Amino acid analysis. Liver arginine and ornithine levels were measured in arg−/−or arg+/− mice injected with saline or HDV-mAI and collected at postnatal day 14 or 26 (HDV-mAI only). For each sample, two flash-frozen tissues were combined, weighed, and homogenized in water to a concentration of 0.2 g/ml. The supernatant was then removed and sonicated, 1 ml was removed and 70 mg of sulfosalicylic acid was added. The samples were then centrifuged.

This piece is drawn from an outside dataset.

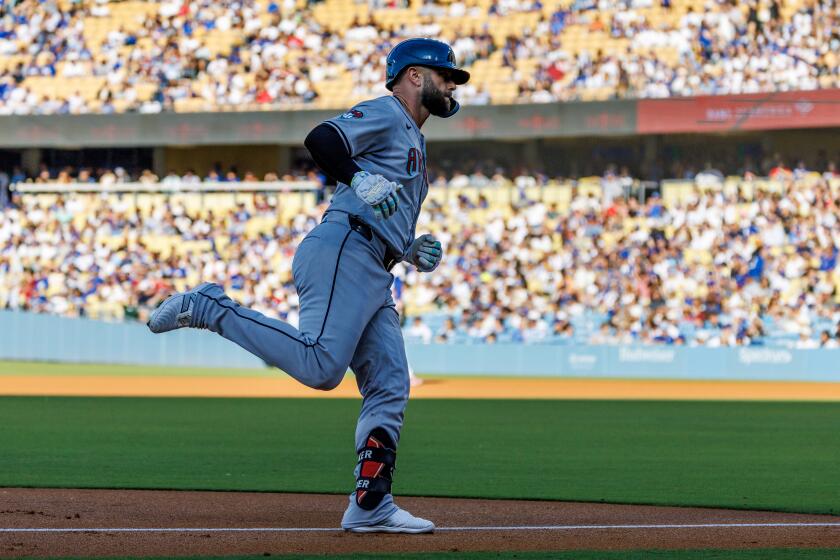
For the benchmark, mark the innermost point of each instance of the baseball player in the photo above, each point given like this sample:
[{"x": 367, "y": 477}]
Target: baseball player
[{"x": 377, "y": 155}]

Supernatants were removed and sent on dry ice to the laboratory of Stephen Goodman (University of Colorado Health Sciences Center, Denver, CO) for amino acid analysis on a Beckman System 6300 Amino Acid Analyzer utilizing a 3-Lithium buffer method, as described previously.31 Results were reported in nanomoles per gram of tissue.

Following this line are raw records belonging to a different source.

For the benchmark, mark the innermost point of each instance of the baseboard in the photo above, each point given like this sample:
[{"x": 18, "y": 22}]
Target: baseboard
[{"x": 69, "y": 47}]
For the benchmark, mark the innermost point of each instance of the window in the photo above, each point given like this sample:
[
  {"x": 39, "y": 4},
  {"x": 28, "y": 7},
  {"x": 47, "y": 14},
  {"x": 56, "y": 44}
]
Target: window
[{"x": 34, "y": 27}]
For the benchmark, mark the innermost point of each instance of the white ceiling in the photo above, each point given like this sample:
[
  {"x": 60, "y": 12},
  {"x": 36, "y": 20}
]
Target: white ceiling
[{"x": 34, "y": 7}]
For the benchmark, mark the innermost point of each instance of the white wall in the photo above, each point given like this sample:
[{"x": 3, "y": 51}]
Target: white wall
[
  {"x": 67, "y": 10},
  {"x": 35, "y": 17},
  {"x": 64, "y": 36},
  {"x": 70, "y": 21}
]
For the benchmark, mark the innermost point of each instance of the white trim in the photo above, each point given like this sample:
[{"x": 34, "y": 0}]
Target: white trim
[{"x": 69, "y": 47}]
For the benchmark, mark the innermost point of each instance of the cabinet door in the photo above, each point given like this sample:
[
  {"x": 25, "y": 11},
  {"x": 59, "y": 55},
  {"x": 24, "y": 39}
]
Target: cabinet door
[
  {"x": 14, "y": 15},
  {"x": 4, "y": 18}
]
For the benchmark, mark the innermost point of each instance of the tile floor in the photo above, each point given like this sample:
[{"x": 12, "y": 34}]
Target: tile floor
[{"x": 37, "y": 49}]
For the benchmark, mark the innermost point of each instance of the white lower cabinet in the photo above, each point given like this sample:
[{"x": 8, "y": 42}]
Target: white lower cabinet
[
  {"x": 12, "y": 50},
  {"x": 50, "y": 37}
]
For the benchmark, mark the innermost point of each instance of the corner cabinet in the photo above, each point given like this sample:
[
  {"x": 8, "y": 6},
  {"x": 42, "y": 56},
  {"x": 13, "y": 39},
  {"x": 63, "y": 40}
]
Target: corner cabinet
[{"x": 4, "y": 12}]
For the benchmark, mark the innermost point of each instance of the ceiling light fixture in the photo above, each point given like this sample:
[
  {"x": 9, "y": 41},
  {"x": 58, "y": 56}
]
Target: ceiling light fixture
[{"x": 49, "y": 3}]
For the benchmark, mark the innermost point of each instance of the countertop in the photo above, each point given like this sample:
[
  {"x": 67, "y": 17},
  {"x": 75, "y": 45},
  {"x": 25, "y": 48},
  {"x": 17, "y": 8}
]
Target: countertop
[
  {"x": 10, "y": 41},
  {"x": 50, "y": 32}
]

Determination of ornithine amino transferase activity. Relative OAT expression in the livers of vector-treated and untreated knockout mice was determined by RT-qPCR. RNA was isolated from livers (RNeasy Mini Kit; Qiagen), and cDNA was synthesized (First Strand cDNA Synthesis Kit; Fermentas, Hanover, MD). Real-time PCR was then performed using platinum SYBR Green (Invitrogen) and murine OAT specific primers (forward 5′-GGG CTC TTG TGA AAC TCT GC-3′ and reverse 5′-AGA TGG GTC CGT TTC TCC TT-3′) for 40 cycles (95 °C for 15 seconds, 56 °C for 30 seconds, 72 °C for 15 seconds), after denaturing for 10 minutes at 95 °C.47 β-Actin PCR was used to standardize the relative mOAT expression ratios.48

Statistical analysis. Mouse survival was compared by log rank. One-way ANOVA was calculated for statistical significance for arginase activity, ammonia, and amino acid levels. Statistical calculations were performed using the SPSS version 17.0 statistical software package (SPSS, Chicago, IL). Data are presented as mean ± SD unless stated otherwise.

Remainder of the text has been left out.